Although this laptop comes close, it isn’t perfect. It seems the laptop will only support up to 16Gb of RAM. I’m used to 32Gb (mostly for when I’m experimenting with various virtual machines or using it as cache for slower external mechanical/optical drives), but I’m confident 16Gb will still be enough to not make the decrease too noticeable. I would have liked to see a QHD display resolution option, although omitting it is probably reasonable given it would only be used with the integrated Iris Pro 5200 graphics. I also have the usual complaints about Windows being forcefully bundled (and a version of Windows that I especially hate), but given how fussy I am with hardware specifications (and my dabbles with Wine which sometimes uses licensed Microsoft components), I’m not as upset about it here as other people would be. It would also be nice if the dock supported more than just one 3.5″ SSD and PCIe slot. I also wonder if other future laptops will be released by MSI that will be compatible with this dock, although that seems doubtful given the dock size doesn’t look big enough to support larger laptops.

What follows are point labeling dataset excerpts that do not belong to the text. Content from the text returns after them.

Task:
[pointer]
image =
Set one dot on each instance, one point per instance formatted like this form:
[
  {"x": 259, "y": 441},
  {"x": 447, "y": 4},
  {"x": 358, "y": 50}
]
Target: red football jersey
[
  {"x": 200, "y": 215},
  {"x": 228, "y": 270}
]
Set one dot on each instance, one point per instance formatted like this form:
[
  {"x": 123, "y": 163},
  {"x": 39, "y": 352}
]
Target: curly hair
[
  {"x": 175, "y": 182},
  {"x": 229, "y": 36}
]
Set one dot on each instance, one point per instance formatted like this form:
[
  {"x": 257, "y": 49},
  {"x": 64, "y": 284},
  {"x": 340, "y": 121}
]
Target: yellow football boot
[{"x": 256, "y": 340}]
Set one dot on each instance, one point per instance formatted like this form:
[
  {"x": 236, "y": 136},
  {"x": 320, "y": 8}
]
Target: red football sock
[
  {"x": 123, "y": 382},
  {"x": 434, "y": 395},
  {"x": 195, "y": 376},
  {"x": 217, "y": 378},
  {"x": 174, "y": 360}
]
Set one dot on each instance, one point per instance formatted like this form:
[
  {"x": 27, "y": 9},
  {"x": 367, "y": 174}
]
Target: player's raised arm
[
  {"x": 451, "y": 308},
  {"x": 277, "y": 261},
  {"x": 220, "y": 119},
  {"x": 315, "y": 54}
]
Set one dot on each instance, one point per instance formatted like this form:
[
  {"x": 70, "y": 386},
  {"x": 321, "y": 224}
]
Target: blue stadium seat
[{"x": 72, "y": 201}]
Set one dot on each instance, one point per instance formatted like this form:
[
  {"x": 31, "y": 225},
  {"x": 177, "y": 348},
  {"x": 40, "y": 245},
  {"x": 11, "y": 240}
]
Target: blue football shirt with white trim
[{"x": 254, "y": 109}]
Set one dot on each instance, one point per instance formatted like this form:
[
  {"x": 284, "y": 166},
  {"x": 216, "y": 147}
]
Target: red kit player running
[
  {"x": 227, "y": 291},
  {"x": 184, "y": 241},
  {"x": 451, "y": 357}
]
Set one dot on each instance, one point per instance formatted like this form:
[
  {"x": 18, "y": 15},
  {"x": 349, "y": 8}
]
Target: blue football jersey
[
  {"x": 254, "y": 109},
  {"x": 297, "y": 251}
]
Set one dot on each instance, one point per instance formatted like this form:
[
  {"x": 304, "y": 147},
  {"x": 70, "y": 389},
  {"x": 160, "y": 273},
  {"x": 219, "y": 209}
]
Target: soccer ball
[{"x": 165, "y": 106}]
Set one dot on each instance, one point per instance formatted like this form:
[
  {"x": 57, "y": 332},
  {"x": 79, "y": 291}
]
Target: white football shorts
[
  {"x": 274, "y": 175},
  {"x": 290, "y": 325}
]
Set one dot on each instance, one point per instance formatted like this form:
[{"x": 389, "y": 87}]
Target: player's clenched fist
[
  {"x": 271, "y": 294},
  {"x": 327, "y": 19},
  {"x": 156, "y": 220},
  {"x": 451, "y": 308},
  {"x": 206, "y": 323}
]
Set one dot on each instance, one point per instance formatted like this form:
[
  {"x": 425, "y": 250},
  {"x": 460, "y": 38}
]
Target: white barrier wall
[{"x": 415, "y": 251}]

Upon reading reviews of the GS30 Shadow, I saw references to another recently-released device with similar functionality compatible with some Alienware series of laptops – Alienware’s Graphics Amplifier (which I’ll hereafter refer to as the AGA). This is something purchased separately to the Alienware laptops it is compatible with, and has the advantage of being able to pass the external GPU graphics onto the laptop display – a feature I can’t imagine myself using – but my gut feeling is that this might complicate GNU/Linux compatibility. The Alienware solution also has some significant drawbacks:

  • The AGA connects to the laptop through a cable instead of via a dock. Although the AGA includes a PCIe 16x slot, the cable limits the bus bandwidth to PCIe 4x speeds, which will surely hinder the ability to upgrade down the road as performance will be compromised on faster graphics cards. I also feel Dell is misleading people about this as the limitation is not mentioned anywhere I could find on the website, although I can’t say I’m surprised.
  • It doesn’t include a SATA controller or mounting brackets. This is a great feature of the MSI solution in my opinion, and something I’d like to make use of.

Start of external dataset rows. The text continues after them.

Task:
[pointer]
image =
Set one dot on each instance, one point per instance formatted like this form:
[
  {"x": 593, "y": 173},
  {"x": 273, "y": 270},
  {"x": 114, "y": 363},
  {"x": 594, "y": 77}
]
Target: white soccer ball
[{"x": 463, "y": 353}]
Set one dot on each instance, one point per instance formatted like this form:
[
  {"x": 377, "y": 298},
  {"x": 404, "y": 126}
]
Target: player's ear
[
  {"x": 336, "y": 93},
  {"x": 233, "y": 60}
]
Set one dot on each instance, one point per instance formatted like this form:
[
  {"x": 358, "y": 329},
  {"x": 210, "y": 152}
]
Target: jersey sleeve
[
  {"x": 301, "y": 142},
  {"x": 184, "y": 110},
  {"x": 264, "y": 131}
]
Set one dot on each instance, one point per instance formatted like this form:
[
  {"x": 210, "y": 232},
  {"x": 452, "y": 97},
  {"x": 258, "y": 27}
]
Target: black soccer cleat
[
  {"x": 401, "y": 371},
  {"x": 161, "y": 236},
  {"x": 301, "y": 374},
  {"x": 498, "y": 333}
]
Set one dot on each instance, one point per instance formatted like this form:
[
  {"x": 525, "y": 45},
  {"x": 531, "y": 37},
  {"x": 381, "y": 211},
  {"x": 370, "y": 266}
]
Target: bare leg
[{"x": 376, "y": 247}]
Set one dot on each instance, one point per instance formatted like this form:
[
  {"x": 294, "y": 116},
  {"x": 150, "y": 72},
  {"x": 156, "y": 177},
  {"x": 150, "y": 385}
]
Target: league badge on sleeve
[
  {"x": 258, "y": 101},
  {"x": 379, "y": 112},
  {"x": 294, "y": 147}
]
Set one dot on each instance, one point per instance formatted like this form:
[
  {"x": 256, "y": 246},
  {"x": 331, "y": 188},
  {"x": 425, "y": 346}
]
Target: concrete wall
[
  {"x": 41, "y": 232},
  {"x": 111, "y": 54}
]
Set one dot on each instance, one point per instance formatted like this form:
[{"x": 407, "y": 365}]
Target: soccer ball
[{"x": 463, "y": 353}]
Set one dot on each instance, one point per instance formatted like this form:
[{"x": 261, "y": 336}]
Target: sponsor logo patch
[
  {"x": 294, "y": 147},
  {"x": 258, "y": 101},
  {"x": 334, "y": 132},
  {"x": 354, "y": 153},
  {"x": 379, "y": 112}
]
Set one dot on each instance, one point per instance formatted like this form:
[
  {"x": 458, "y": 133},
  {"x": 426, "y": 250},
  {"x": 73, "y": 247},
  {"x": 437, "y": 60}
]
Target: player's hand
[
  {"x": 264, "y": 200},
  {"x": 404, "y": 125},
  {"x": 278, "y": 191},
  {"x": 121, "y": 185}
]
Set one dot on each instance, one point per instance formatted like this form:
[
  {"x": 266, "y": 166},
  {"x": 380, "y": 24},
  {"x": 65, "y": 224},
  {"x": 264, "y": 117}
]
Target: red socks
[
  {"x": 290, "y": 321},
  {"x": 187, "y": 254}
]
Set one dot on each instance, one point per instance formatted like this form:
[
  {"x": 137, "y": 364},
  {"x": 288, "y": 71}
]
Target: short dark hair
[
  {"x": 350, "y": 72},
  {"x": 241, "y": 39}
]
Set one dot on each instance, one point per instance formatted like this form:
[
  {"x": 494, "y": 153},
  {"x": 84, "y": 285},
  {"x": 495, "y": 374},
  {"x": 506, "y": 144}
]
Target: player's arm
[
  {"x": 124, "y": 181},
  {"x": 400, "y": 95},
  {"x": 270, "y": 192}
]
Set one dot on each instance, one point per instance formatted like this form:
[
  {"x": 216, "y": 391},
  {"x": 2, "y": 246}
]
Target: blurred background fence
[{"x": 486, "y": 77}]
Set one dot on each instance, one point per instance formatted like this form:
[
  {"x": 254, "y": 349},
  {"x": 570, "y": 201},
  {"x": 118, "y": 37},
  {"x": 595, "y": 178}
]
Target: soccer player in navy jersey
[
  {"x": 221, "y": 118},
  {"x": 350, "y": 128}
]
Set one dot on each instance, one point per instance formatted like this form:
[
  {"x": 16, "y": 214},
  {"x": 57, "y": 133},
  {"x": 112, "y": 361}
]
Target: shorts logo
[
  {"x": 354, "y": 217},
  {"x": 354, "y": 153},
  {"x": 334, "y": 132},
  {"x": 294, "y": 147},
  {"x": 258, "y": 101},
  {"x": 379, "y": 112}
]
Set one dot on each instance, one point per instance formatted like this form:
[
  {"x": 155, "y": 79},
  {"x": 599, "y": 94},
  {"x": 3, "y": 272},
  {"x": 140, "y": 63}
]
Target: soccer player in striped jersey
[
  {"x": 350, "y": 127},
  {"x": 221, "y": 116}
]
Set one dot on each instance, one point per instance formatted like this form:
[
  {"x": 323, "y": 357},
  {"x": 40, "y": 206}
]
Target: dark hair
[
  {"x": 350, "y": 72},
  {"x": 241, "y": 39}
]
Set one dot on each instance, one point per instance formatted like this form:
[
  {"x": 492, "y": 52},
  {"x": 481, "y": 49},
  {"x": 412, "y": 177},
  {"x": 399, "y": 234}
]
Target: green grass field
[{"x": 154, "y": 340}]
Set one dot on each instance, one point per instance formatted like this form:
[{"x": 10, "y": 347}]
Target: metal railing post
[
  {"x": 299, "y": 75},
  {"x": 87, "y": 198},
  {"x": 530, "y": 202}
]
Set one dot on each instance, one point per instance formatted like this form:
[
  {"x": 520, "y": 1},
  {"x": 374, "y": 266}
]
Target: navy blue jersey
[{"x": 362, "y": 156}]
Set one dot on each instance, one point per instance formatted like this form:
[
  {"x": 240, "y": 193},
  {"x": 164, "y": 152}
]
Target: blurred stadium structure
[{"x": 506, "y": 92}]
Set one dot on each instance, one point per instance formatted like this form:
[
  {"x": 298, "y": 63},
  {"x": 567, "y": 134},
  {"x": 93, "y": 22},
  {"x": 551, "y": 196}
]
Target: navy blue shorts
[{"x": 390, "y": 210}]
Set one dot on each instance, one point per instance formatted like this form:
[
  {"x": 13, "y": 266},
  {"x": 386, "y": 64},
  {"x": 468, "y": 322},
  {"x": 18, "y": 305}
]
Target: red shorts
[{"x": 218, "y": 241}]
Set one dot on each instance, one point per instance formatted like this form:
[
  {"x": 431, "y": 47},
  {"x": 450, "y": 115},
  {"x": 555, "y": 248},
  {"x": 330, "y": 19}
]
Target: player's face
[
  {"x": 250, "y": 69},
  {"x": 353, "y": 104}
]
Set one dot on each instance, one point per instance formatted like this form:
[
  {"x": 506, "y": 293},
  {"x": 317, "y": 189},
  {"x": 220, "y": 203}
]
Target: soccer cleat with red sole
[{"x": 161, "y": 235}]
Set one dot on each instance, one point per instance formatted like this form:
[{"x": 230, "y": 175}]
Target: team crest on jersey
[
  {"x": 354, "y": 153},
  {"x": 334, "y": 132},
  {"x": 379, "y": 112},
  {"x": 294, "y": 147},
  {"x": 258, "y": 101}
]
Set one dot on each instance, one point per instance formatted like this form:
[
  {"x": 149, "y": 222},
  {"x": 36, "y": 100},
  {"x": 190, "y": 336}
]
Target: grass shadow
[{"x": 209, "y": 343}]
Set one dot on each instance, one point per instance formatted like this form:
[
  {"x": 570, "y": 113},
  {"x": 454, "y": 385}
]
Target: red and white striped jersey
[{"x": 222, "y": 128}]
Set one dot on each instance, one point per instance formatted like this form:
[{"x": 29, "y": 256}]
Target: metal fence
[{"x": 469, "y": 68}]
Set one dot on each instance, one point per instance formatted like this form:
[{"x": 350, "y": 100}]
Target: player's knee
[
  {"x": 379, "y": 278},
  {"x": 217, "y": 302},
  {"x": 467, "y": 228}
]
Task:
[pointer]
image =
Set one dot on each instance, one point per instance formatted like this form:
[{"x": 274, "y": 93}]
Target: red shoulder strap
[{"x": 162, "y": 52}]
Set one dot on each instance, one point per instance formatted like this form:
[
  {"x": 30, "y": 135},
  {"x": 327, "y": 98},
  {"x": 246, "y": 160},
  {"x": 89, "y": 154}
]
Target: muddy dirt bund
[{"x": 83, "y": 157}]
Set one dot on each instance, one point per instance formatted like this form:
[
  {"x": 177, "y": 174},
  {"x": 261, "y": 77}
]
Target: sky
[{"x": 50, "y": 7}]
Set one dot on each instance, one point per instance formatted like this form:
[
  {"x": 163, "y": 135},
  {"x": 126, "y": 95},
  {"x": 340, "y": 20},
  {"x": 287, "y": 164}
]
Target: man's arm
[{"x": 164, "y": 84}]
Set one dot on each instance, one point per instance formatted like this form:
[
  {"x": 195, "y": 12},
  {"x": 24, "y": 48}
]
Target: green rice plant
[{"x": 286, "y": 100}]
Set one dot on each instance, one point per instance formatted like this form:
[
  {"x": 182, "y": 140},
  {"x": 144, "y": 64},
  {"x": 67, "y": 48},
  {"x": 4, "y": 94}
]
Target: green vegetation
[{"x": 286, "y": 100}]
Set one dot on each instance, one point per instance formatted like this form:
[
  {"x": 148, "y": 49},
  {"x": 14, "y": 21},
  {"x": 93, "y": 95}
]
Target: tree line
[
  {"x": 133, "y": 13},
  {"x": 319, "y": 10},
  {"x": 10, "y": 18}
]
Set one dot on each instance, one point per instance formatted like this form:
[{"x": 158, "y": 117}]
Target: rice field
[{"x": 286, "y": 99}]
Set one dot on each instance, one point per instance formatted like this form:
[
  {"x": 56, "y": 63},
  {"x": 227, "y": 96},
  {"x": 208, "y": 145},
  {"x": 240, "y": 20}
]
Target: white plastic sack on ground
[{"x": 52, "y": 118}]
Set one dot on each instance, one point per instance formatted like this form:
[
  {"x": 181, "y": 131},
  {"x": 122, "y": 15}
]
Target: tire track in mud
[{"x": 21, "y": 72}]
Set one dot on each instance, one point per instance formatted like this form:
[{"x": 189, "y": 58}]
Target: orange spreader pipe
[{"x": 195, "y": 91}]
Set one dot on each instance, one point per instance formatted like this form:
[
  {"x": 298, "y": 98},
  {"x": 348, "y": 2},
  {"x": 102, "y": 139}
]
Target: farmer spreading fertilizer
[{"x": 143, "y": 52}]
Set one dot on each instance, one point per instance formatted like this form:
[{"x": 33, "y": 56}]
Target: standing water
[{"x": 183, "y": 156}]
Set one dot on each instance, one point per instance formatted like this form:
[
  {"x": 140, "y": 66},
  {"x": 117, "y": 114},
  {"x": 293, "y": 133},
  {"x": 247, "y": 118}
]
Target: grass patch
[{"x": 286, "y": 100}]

  • It doesn’t look like something I could sit my laptop on reliably. That means I’ll have to find more desk space, and I’m not sure I would be able to comfortably find the room. I also can’t imagine cable length would be great.
  • Alienware is nowadays owned by Dell. Dell and I have a bit of history, and I’d like to avoid that company wherever possible.
  • Perhaps most importantly, there is no comparable Dell laptop compatible with the AGA – no 4th Generation i7 CPU with VT-d support in a 13″ machine, and the 13″ laptops on offer are almost twice as heavy as the MSI.

So there we go, the MSI GS30 Shadow is a winner. It isn’t actually released in Australia for another two days, but I’m convinced that the GS30 will be my next laptop sometime soon. I’ve never owned a MSI laptop before, but now I’m certainly looking forward to it.